Exercise to lose weight and healthy.

Browse By

Exercise is an activity that involves physical exertion or movement of the body, which comes in many forms. Regular exercise is beneficial to health by helping to regulate the body and control emotions very well.

Clear Benefits of Regular Exercise

  • Helps balance the body, improves the production of various hormones, and helps the digestive and excretory systems function normally.
  • Helps control weight to be in the appropriate range, far from obesity and diabetes.
  • It helps the body to be strong, healthy, and has increased immunity, which reduces the risk of various diseases such as heart disease, cerebrovascular disease, and high blood pressure.
  • It makes you feel good, relaxed, your mind is free from stress and helps you sleep better.
  • It helps reduce the risk of cancer, especially regular exercise which helps a lot.

Preparing before starting to exercise is important. Try to set a goal, such as what you want to exercise for, whether it is to lose weight, สมัคร ufabet, build muscle, or exercise to be healthier. Setting goals will help push you, motivate you to exercise regularly, and importantly, help you choose the right exercising method for your purpose.

Exercise comes in many forms. People often choose to do exercises that interest them. However, doing a variety of exercises will help improve all aspects of your body. Exercising can be divided into four main categories: aerobic exercising, muscle training exercising, stretching exercising, and balance exercise.

Exercising to lose weight or reduce body fat requires choosing an exercising method that will help increase energy burning and increase muscle mass at the same time.
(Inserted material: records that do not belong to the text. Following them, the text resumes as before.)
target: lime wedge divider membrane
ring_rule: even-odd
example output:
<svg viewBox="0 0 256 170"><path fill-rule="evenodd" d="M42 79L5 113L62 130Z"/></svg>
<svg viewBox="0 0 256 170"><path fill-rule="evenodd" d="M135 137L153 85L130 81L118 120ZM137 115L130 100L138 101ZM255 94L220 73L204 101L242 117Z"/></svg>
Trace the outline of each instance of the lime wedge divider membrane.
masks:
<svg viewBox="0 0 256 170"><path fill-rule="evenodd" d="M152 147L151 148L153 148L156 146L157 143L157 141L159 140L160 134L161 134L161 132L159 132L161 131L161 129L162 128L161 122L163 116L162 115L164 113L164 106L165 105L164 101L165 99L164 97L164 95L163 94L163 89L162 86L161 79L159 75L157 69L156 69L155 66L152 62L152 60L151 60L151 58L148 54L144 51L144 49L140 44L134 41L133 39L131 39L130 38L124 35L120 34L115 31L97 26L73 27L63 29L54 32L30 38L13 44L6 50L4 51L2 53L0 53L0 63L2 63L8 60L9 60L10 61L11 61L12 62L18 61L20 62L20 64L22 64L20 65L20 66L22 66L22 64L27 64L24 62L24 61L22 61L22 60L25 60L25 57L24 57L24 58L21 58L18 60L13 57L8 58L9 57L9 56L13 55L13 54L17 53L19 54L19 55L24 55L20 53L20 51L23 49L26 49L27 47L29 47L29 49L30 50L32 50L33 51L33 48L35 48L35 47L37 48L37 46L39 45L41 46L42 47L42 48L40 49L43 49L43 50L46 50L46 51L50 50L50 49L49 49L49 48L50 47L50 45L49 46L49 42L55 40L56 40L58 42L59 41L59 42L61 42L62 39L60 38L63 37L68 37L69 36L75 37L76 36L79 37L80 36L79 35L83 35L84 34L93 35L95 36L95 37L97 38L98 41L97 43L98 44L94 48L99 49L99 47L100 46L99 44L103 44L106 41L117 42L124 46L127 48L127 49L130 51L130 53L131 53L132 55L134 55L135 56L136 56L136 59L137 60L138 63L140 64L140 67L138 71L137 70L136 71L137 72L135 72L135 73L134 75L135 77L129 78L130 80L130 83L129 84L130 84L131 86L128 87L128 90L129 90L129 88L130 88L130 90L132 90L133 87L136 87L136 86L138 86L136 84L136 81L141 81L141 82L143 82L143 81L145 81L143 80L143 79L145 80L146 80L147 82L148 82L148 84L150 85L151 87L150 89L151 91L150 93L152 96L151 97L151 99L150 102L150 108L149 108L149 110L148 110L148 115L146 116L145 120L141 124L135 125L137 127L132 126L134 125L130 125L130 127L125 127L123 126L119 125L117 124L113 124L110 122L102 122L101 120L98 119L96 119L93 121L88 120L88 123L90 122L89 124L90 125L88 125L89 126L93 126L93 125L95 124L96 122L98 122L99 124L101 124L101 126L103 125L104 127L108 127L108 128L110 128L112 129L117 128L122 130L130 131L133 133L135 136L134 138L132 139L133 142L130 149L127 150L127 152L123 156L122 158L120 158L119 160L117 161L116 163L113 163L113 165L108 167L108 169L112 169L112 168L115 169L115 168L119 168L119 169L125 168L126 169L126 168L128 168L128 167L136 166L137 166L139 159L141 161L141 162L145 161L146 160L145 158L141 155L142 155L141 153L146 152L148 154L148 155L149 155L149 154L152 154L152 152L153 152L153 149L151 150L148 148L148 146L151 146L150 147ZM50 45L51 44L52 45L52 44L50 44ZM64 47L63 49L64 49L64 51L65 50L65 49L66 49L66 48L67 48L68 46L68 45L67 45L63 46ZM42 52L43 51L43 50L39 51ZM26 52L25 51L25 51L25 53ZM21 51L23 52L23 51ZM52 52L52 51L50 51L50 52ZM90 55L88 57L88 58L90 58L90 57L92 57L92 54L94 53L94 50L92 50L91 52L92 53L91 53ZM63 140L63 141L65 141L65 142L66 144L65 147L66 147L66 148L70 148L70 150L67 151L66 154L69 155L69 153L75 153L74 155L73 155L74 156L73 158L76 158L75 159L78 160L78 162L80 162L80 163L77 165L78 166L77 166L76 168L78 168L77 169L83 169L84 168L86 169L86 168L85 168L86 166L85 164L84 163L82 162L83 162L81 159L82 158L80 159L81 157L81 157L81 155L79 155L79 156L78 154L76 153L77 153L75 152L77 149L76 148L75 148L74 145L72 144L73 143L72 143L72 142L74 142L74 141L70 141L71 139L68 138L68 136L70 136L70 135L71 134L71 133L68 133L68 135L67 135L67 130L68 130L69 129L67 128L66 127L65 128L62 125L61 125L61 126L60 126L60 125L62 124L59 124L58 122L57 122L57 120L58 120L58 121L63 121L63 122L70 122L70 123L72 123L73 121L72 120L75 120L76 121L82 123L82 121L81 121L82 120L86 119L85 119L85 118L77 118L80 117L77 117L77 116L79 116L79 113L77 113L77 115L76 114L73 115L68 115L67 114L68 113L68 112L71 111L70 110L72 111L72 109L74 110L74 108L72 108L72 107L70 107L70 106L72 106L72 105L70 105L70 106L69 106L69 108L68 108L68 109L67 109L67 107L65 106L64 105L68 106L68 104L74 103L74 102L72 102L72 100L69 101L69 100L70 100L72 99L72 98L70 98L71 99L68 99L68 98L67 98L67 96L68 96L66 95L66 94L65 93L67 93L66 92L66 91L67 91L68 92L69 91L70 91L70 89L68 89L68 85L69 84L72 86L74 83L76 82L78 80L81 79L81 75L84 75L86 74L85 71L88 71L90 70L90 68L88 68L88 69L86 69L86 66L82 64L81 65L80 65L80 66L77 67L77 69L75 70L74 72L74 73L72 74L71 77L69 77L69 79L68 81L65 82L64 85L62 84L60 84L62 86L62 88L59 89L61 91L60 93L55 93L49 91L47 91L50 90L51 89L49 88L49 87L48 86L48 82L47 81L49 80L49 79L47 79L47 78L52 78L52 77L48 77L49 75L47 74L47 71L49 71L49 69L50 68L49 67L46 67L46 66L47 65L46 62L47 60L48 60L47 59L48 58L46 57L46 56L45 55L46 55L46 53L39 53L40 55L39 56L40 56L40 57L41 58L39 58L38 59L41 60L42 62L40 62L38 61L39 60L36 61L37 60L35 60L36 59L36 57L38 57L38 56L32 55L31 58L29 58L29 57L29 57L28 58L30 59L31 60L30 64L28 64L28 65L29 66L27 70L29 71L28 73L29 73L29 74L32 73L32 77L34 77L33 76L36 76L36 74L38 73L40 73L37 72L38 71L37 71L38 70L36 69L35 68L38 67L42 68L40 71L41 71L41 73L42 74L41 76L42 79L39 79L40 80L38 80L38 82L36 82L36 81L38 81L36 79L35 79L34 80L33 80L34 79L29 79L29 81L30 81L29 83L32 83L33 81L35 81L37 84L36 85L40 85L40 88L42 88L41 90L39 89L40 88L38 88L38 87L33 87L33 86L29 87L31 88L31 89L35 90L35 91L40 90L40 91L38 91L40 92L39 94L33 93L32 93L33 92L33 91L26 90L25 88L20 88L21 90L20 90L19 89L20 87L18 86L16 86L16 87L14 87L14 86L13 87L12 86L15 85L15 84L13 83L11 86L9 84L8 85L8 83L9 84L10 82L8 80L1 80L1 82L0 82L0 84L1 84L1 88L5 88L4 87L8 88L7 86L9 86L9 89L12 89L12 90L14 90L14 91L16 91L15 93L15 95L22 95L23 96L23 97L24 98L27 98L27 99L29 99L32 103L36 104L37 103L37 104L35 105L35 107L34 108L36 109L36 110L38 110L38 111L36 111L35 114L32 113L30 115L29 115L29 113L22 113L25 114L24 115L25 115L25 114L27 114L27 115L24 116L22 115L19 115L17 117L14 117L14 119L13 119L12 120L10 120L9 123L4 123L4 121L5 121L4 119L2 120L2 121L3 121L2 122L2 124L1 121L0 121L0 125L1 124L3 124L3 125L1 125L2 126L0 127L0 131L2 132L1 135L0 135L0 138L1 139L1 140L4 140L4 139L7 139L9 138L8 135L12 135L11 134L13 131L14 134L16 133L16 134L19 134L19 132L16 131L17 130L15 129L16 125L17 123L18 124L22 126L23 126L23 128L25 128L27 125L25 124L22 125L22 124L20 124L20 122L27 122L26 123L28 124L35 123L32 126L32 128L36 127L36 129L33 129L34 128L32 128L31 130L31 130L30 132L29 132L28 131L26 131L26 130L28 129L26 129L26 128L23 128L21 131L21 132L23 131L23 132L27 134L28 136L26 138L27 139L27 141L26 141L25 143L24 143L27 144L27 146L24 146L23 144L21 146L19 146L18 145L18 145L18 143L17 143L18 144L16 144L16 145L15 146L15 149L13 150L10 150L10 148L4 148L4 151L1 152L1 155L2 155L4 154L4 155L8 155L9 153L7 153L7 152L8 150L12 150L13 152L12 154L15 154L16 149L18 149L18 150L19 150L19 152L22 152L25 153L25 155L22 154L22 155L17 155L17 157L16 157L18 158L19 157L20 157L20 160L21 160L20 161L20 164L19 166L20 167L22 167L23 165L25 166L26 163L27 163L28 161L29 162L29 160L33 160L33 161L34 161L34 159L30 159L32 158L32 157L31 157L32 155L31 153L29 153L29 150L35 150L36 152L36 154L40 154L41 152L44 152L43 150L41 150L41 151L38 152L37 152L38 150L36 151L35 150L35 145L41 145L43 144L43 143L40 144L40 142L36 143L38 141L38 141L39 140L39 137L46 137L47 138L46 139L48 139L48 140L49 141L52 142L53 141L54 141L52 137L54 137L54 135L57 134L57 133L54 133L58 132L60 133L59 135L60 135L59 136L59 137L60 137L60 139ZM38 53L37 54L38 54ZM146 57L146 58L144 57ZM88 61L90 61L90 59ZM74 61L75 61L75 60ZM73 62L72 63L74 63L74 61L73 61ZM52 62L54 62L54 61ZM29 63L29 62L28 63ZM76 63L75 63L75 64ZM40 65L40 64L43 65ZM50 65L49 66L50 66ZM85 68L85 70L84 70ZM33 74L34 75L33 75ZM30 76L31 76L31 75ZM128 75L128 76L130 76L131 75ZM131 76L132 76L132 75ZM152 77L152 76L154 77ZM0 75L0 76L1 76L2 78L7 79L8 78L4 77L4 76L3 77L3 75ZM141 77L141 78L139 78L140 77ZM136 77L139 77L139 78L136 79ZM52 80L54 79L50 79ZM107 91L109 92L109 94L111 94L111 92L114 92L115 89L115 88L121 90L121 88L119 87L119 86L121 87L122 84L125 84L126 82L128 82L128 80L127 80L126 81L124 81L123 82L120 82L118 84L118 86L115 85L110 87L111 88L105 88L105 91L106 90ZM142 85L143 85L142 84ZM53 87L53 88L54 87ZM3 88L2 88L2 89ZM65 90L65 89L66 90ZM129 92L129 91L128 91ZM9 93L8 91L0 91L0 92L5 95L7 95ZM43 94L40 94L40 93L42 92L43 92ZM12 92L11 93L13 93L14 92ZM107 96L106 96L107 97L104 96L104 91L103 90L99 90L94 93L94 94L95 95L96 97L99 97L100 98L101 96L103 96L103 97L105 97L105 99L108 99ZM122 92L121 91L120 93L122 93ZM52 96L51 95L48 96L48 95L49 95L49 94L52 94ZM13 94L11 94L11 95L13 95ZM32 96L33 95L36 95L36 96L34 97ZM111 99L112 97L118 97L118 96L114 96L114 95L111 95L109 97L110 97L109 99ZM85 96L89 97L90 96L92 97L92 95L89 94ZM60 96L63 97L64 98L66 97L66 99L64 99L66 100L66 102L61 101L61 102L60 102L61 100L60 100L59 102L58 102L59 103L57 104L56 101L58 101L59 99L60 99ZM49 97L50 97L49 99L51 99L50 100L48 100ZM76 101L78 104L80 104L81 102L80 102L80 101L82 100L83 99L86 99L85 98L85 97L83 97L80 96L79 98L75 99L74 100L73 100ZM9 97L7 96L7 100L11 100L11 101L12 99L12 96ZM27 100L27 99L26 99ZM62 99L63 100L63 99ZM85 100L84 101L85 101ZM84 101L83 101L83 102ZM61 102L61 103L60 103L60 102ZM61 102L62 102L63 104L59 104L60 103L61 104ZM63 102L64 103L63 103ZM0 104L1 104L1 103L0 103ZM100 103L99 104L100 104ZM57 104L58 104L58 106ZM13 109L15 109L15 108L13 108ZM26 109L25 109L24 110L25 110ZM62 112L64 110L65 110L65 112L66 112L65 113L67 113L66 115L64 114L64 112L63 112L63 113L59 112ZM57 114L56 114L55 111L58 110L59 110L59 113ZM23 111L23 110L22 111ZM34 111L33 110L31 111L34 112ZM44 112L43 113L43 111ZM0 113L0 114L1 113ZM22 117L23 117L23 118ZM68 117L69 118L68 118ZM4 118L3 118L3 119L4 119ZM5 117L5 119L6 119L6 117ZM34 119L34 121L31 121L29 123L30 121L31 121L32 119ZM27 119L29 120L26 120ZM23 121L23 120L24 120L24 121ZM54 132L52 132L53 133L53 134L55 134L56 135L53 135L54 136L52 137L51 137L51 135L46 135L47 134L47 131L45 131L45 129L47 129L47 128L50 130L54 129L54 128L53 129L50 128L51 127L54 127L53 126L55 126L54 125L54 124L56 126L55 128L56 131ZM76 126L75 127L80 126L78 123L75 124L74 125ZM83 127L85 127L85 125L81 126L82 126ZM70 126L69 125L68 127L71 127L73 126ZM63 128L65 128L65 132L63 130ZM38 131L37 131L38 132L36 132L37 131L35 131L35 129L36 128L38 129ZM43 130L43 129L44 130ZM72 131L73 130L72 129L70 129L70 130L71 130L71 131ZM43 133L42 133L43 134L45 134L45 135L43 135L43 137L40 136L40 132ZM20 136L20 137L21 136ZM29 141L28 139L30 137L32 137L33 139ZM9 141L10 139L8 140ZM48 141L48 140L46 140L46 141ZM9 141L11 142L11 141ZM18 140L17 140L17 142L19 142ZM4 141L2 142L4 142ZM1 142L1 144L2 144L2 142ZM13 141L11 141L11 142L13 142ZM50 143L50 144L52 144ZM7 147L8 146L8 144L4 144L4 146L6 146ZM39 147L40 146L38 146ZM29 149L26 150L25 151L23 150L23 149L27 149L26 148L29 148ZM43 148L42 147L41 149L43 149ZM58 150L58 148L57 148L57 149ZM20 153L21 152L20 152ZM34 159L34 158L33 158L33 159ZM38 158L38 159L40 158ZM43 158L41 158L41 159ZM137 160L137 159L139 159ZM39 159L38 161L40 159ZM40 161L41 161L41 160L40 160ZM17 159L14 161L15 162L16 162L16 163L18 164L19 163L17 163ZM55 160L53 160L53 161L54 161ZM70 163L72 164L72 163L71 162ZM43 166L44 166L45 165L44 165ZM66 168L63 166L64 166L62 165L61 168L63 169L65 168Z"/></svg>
Because more muscle will increase energy burning during the day.

Exercising for this group of people should choose to do both weight training and cardio together. And should spend time exercising 5-6 days a week, divided into weight training 3-4 days, 45-60 minutes a day. Or if you don’t have time, you can reduce the time. But focus more on the quality of exercising. And do cardio activities 2-3 days a week, 30-60 minutes a day, depending on the intensity of the activity. And don’t forget to control the amount of food you eat and choose to eat only good and beneficial foods. It will help the exercising results be clearer.